The process of developing the R-PP involved the establishment of a REDD+ national committee as a multi-stakeholder REDD+ decision-making body. The government also requested NGO support in ensuring capacity building and broad participation of civil society, indigenous peoples and women.
The pro-poor project, together with a number of NGO partners is developing a strategy for active stakeholder involvement. After a national training workshop was organised an agenda was developed for further activities aimed at influencing the national REDD+ strategy. Many groups demand that their rights be respected but understanding of REDD+ is in many cases lacking behind.
The various interest groups should be consulted and involved in decision-making processes. Before a full range of REDD+ activities can be implemented, attention is needed for clear tenure rights and systems for benefit distribution. Contributions to the national process should also complement capacity gaps within the government, help coordinate technical and financial support and will hopefully accelerate the REDD+ process in the country.
The Pro-Poor Pilot in Cameroon
The pilot of the pro-poor project in Cameroon is situated in the Cameroon segment of the Tri National landscape. This is a forest landscape shared by Congo, the Central African Republic and Cameroon. The area that falls under Cameroon covers 22,073 km² of which 95% is covered by forests. The area supports 33,250 inhabitants with an indigenous population of 10,500 people from the Baka and Bantu communities. The major drivers of deforestation in this area are shifting cultivation, industrial logging, mining, and illegal logging. People have access to forest and land but no rights over trees. Tenure rights, especially of trees, are with the government.
Results of the Pro-poor Project in Cameroon
The Pro-Poor REDD+ project has been an active and influential contributor to the national REDD+ readiness process in Cameroon. The activities resulted in the following achievements reached in 2010:
- Technical and financial support was provided to the government-appointed National REDD Focal Point in dialogue with the World Bank Forest Carbon Partnership Facility (FCPF). It led to the approval in December 2010 of the FCPF grant for the production of the Readiness Preparation Proposal and the structuring of the national REDD community
- Promotion of multi-stakeholder dialogue and the mobilisation of the involvement of stakeholders in the readiness process
- Contributions to improved knowledge and understanding of key pro-poor issues at the national decision making level
- The provision of support to the design and functioning of the National REDD+ Committee, the promotion of multi-stakeholder representation and awareness-raising activities on pro-poor REDD+ issues. Both contribute to the linking of the local and national levels.
In 2010 a sequential set of consultations was conducted at the landscape level with key national and local partners. The aim of this exercise was to build a model for consultation that can be used for the structuring of the national process.
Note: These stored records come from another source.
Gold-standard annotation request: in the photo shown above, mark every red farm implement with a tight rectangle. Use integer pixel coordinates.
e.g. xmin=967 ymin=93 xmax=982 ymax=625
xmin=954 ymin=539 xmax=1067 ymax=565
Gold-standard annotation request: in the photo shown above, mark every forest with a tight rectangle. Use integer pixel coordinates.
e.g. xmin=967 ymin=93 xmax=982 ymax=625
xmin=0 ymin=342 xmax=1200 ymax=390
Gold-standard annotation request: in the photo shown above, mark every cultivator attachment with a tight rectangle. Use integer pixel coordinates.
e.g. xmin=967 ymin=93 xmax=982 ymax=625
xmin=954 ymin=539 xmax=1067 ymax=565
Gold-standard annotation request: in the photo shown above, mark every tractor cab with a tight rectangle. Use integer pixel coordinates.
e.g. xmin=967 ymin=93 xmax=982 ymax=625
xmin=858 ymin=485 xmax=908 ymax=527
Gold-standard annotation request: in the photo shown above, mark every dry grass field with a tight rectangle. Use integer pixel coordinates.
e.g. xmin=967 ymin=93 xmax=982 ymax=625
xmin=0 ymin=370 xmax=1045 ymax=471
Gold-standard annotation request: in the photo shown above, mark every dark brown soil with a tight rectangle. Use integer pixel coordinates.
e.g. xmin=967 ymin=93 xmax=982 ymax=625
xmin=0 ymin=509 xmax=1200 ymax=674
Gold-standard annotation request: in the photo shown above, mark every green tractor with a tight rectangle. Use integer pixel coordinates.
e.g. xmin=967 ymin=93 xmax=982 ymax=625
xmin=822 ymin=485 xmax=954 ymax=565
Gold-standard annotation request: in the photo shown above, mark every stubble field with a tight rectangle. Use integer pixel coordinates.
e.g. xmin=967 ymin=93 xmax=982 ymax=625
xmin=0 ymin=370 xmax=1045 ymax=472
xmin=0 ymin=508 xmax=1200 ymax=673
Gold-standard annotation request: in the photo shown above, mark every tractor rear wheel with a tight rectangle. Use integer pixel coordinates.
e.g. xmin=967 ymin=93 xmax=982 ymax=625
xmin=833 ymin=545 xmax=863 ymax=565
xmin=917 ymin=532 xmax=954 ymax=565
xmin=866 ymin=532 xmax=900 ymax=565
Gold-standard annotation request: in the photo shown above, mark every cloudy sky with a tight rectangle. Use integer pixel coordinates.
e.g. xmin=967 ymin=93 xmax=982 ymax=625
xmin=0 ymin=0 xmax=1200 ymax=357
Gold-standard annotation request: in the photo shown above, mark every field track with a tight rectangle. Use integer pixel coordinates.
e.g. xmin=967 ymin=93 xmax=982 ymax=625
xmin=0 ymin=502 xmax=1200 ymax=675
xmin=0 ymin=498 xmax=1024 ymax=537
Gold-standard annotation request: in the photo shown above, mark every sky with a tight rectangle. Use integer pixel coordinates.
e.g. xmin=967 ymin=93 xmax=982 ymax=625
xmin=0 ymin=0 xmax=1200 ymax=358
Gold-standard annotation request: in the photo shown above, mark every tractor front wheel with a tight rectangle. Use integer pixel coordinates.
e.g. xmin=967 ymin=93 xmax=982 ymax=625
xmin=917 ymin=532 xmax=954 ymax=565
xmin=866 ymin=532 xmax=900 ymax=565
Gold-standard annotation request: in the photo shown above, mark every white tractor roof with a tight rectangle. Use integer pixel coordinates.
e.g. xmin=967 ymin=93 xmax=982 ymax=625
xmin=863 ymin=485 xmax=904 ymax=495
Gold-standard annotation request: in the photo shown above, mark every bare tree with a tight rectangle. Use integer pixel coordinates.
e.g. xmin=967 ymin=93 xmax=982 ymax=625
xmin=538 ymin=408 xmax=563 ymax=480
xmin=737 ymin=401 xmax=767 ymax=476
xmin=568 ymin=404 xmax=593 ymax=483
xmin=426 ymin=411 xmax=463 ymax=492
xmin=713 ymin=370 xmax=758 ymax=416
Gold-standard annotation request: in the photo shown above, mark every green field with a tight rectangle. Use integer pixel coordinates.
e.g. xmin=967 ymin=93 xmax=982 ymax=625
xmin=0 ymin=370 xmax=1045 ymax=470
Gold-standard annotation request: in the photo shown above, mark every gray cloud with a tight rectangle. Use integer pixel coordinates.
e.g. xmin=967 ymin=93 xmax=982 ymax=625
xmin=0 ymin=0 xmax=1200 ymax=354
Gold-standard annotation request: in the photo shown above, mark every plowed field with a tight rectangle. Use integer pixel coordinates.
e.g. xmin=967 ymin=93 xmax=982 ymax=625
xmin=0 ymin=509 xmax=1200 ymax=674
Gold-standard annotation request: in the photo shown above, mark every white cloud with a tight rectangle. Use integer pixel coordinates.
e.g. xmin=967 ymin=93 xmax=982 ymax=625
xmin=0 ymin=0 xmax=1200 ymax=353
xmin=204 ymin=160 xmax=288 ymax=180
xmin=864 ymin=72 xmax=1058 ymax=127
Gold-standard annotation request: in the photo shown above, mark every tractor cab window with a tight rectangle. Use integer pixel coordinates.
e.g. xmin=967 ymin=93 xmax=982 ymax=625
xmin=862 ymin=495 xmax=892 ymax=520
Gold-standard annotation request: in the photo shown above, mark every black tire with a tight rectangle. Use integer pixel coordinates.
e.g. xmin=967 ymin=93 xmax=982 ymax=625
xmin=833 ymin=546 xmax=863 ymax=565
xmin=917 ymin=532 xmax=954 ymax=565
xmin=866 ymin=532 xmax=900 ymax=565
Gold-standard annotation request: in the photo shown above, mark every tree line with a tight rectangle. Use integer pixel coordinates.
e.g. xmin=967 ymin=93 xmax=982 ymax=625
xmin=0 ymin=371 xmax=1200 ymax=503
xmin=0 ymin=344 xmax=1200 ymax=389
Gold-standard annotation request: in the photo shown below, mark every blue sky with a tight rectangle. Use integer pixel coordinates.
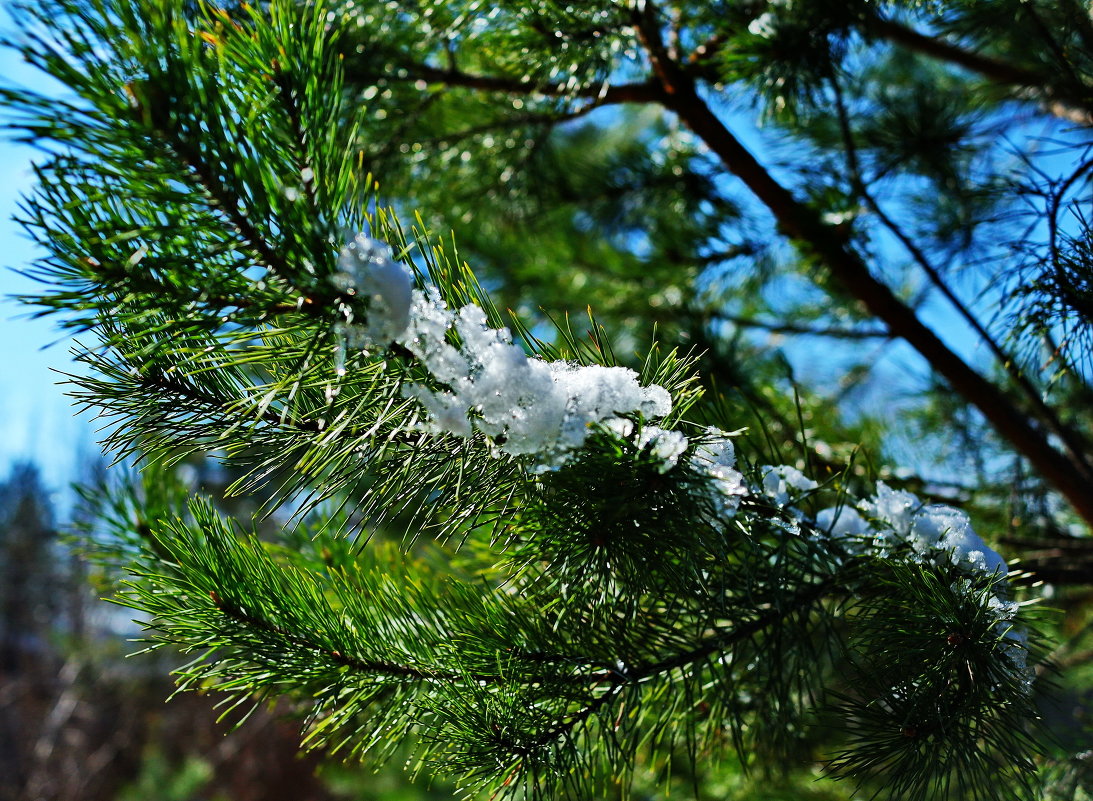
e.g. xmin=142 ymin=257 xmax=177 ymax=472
xmin=0 ymin=5 xmax=97 ymax=490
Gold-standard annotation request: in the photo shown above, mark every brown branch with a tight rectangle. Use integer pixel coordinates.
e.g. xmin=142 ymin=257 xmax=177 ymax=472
xmin=635 ymin=5 xmax=1093 ymax=525
xmin=828 ymin=70 xmax=1093 ymax=474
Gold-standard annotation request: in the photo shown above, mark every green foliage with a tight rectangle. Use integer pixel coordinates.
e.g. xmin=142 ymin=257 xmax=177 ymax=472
xmin=8 ymin=0 xmax=1091 ymax=799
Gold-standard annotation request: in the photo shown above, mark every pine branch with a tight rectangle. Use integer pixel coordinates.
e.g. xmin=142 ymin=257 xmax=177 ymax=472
xmin=866 ymin=15 xmax=1093 ymax=126
xmin=635 ymin=5 xmax=1093 ymax=531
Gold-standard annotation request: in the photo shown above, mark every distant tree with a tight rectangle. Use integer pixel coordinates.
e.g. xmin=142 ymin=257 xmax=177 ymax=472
xmin=3 ymin=0 xmax=1093 ymax=799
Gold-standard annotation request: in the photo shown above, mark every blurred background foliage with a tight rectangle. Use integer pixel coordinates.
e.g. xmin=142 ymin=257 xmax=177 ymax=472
xmin=6 ymin=0 xmax=1093 ymax=801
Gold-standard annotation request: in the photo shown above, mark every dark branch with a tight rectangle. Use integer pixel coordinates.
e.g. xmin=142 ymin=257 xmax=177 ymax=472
xmin=866 ymin=17 xmax=1093 ymax=126
xmin=635 ymin=7 xmax=1093 ymax=523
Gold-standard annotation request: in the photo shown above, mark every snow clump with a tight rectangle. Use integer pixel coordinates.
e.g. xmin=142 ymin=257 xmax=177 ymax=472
xmin=815 ymin=481 xmax=1009 ymax=577
xmin=333 ymin=234 xmax=673 ymax=472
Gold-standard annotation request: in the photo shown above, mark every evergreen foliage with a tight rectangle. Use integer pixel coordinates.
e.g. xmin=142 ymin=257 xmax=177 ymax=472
xmin=2 ymin=0 xmax=1093 ymax=799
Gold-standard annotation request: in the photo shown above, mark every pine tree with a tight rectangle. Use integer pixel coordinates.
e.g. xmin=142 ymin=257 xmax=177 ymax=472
xmin=3 ymin=0 xmax=1093 ymax=799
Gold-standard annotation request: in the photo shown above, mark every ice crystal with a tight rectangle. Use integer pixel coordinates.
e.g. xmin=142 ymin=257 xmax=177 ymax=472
xmin=763 ymin=464 xmax=820 ymax=506
xmin=384 ymin=287 xmax=686 ymax=471
xmin=637 ymin=425 xmax=687 ymax=473
xmin=690 ymin=427 xmax=749 ymax=520
xmin=817 ymin=474 xmax=1008 ymax=577
xmin=331 ymin=234 xmax=413 ymax=346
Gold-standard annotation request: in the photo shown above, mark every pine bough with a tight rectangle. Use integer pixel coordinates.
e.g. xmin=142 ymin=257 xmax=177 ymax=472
xmin=3 ymin=0 xmax=1037 ymax=799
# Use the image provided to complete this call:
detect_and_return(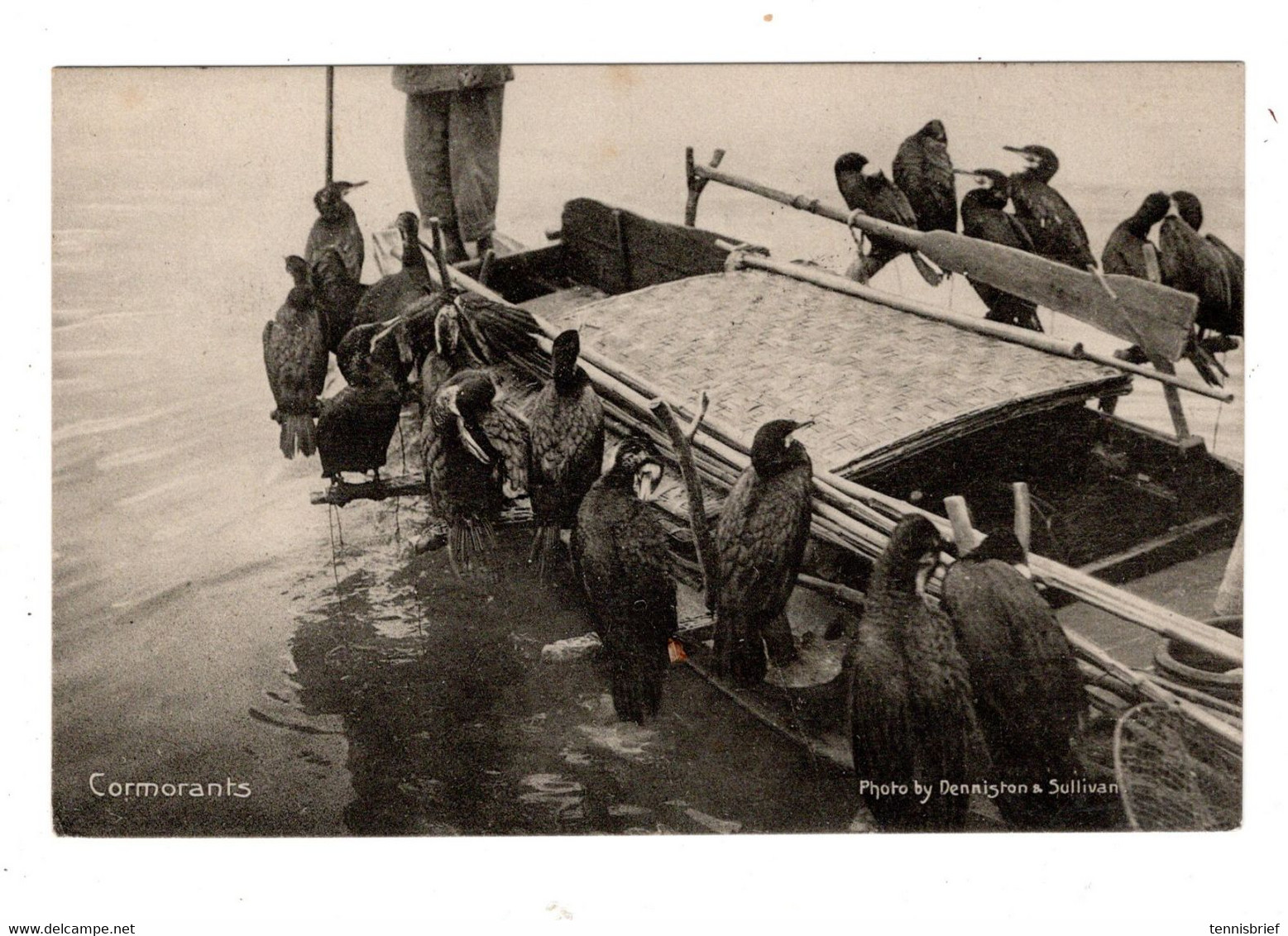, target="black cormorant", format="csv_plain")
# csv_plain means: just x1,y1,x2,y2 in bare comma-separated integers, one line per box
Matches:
528,328,604,575
1100,192,1172,279
955,169,1042,331
850,513,976,830
309,247,367,351
891,120,957,233
421,370,528,575
943,533,1087,828
304,182,367,282
715,420,814,686
263,256,327,458
572,437,678,723
1002,146,1096,270
833,153,941,286
318,362,403,481
353,211,434,326
1172,192,1243,336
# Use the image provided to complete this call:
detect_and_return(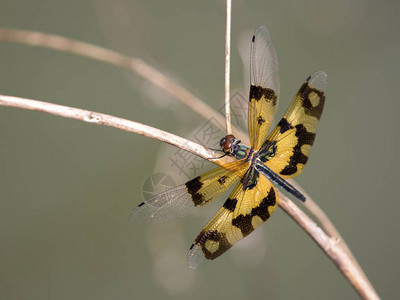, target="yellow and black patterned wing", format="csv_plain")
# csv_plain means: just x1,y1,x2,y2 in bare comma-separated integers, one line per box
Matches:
187,167,278,269
131,160,249,223
259,71,327,179
248,26,280,150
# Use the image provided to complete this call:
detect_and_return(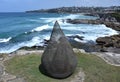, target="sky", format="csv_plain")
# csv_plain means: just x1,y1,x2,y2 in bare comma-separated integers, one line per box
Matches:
0,0,120,12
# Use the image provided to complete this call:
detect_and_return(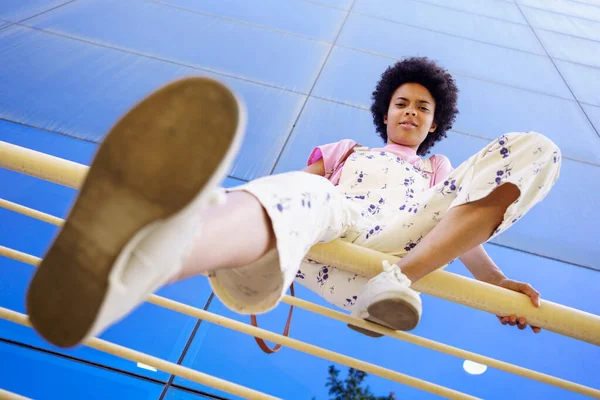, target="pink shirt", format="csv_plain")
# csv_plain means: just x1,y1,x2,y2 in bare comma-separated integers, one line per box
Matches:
307,139,453,186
The analysis aims to provide insights into what sort of impacts REDD+ can be expected to have on livelihoods. It includes dependency and vulnerability studies to assess the way in which communities depend on various land uses. These are defined according to Cameroon’s forest laws. The field analyses will generate recommendations for better inclusion of vulnerable groups such as indigenous peoples and women as part of pro-poor strategies.